Spring 2022 ECE Distinguished Seminar Series
Watermarking for Protecting Deep Image Classifiers against Adversarial Attacks: A Framework and Algorithms
Dr. En-hui Yang
Director, Leitch-University of Waterloo Multimedia Communications Lab
Co-founder, SlipStream Data Inc.
Founder, BicDroid Inc.,
Friday, February 11, 2022, 11:00 am
Zoom Meeting Link: https://gmu.zoom.us/j/91322937979
Abstract: Deep neural networks (DNNs) are vulnerable to adversarial examples, inputs with imperceptible, but subtly crafted perturbation that lead DNNs to produce incorrect outputs. The existence and easy construction of adversarial examples pose significant security risks to DNNs, especially in safety-critical applications, including visual object recognition and autonomous driving. After reviewing attack strategies and failed defense strategies, in this talk, we will present a novel watermarking-based framework for protecting deep image classifiers by detecting adversarial examples. The proposed framework consists of a watermark encoder, a possible adversary, and a detector followed by a deep image classifier to be protected. Specific methods of watermarking and detection will also be discussed.

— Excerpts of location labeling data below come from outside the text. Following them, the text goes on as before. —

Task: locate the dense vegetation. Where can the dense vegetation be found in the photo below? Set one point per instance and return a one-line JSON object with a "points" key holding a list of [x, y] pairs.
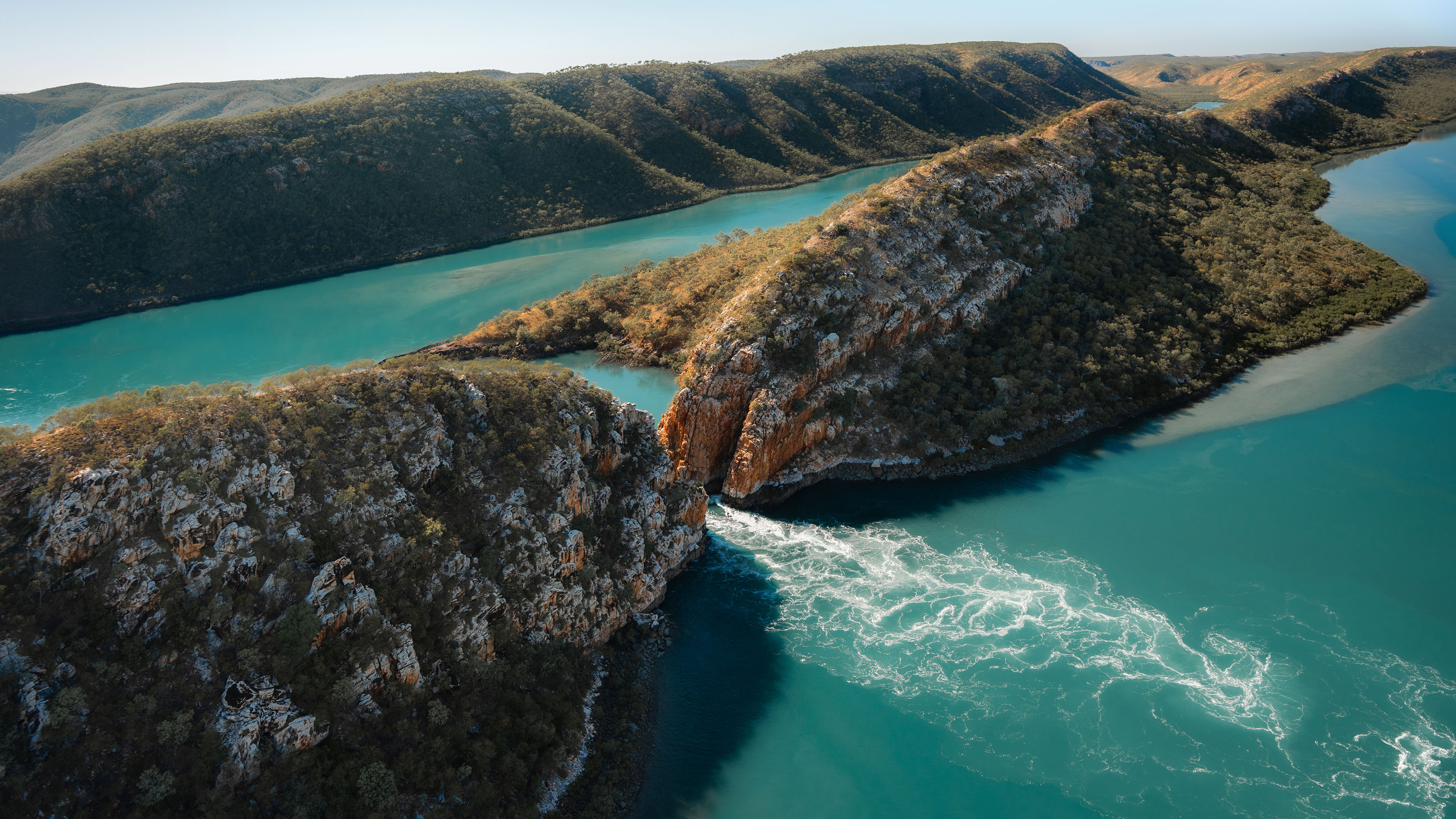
{"points": [[1317, 101], [132, 715], [40, 126], [651, 314], [1199, 254], [156, 216], [1196, 259]]}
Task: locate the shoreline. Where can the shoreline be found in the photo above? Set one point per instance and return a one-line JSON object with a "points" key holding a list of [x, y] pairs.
{"points": [[966, 464], [22, 327]]}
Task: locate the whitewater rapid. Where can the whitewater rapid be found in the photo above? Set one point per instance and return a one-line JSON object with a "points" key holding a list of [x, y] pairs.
{"points": [[1047, 675]]}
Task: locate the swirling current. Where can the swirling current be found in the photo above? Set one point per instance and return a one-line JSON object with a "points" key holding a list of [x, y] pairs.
{"points": [[1043, 672]]}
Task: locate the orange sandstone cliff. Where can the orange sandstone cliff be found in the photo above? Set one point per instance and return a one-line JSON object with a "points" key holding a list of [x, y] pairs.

It is shown by experiment on a subset of ImageNet validation dataset that our framework along with the presented methods of watermarking and detection is effective against a wide range of advanced attacks (static and adaptive), achieving a near zero (effective) false negative rate for FGSM and PGD attacks (static and adaptive) with the guaranteed zero false positive rate. In addition, for all tested deep image classifiers (ResNet50V2, MobileNetV2, InceptionV3), the impact of watermarking on classification accuracy is insignificant with, on average, 0.63\% and 0.49\% degradation in top 1 and top 5 accuracy, respectively.